Salt Lake City’s “unsheltered” homeless population is swelling. There are many more homeless people sleeping outdoors than ever before. Their camps appear on the sides of roads or in empty parking lots, then after a few days, or a few weeks, or in rare cases a few months, the Salt Lake City Police come in and “clean up” the homeless encampments on orders by Mayor Erin Mendenhall. These clean-up efforts are called “abatements” and then the unsheltered are left trying to grab what few belongings they have and scurry to find a new place to sleep for the night.
I’ve been asking this question for six months now. Most political leaders and homeless advocates say it is because of our current “housing crisis” in Salt Lake City. They say there is a shortage of deeply affordable housing, and that far more affordable housing needs to be constructed.
Asking this same question to now about a dozen homeless people I get a much different response. “People need much more help than they are getting,” Tina, a local volunteer homeless advocate, tells me out in front of the Gerald E. King Woman’s Resource Center, “They discriminate against addicts and people with mental disorders at the shelters. They don’t want them.” Tina volunteers her time as a CNA nurse to help unsheltered homeless people find the resources that can assist them so they aren’t spending the nights on the streets where they are subject to police harassment.
Tina was standing beside Laurel as we were talking. Laurel is a trans-female who recently moved to Salt Lake City from Boise, Idaho. Laurel said that all of the shelters discriminate against trans people, but Salt Lake City’s resource centers do a much better job and allowing for trans-people to enter shelters.
I attempted conversations with two other ladies outside of the Gerelde E King woman’s shelter downtown, and I found that many of the women sitting outside of the shelter who were not allowed in, were mentally ill, ranting about the abuses they suffered. I asked Katrina why she wasn’t staying in the shelter, “They said I used the N-word, which I didn’t”. Then they took my dog from me, I miss my little feller. Then they perforated my bowels. I have a heart condition and I need a pacemaker. They are poisoning you here constantly. My dog’s name was Willy. I thought this only happened in horror movies.”
Obviously, Katrina was extremely distraught, and it was close to impossible to maintain a normal conversation. Another woman told me about the tragedy of her life. I tried to ask her how long she had been on the streets; what her last job was; I asked her what the city could do to help her?
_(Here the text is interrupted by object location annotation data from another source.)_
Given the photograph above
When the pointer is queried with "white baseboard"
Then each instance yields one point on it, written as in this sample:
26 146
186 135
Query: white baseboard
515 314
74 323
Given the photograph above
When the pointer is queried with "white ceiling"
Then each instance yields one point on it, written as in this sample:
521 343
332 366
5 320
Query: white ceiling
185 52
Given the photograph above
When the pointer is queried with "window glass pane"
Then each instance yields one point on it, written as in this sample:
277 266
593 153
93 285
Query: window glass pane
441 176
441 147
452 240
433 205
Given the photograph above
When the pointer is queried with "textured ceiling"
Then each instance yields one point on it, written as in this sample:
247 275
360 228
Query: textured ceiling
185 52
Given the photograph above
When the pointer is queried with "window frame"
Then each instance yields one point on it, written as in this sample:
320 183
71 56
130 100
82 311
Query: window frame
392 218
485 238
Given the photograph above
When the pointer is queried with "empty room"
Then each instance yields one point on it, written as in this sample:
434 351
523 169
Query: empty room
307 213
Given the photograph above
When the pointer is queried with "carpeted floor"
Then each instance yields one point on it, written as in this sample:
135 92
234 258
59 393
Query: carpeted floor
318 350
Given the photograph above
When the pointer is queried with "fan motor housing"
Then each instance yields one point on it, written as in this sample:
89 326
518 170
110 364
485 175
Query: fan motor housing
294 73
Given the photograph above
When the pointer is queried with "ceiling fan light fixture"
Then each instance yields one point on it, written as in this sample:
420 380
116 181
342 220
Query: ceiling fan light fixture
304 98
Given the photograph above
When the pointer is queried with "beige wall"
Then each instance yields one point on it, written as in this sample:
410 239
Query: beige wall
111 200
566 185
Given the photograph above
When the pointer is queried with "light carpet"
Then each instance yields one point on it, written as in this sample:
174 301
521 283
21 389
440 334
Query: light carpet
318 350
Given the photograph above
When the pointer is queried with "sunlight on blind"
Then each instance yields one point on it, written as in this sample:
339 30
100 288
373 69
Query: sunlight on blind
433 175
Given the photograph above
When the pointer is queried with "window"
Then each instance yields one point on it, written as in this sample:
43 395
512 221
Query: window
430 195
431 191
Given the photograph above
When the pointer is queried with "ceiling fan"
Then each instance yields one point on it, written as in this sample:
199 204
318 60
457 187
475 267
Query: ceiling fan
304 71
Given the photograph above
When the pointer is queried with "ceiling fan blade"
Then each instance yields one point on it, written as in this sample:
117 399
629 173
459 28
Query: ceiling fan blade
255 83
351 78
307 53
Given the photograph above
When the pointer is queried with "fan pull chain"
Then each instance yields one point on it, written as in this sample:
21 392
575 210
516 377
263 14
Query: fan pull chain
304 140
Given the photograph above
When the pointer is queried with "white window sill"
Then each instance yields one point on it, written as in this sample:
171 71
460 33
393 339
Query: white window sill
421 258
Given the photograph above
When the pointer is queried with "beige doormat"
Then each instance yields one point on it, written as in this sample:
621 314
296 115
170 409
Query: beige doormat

She couldn’t answer any of these questions with cogent answers, she began weeping almost every time she attempted to talk.
Mental illness is obviously spiraling out of control on the streets of Salt Lake City, and according to Tina, there are currently zero caseworkers helping any of those who are suffering from mental disorders. So these women yell out, scream profanities at each other or at nobody in particular, and their cries for help fall on deaf ears.
Blame cannot be placed on the staff of the resource centers, but the blame for the worsening problems should fall somewhere. It should be placed on the administrative staff of Volunteers of America, who are given the objective to assist the homeless people who are suffering from mental disorders. Providing better resources for the homeless population was the entire justification for increasing the homeless budget from $3 million, as it was when the downtown Road Home shelter was open, to $15 million today, where there are three “Resource Centers” which are supposed to attend much better to the psychological and physical well-being of the homeless. The Men’s Resource Center is operated by the Road Home Organization. The Woman’s Resource Center is operated by Volunteers of America.
Utah Stories has called out to the administrators of the Road Home to answer this question. When I stopped at their administrative building on 1456 South Main Street, all managers and administrators were “working from home.” I also stopped by Saint Mary Manor and Palmer Court. There were three managers at Palmer Court, none of which would speak to me even off the record about the homeless problem. Hopefully, at some point, the Road Home and Volunteers of America will respond to the obvious failures of the current homeless resources.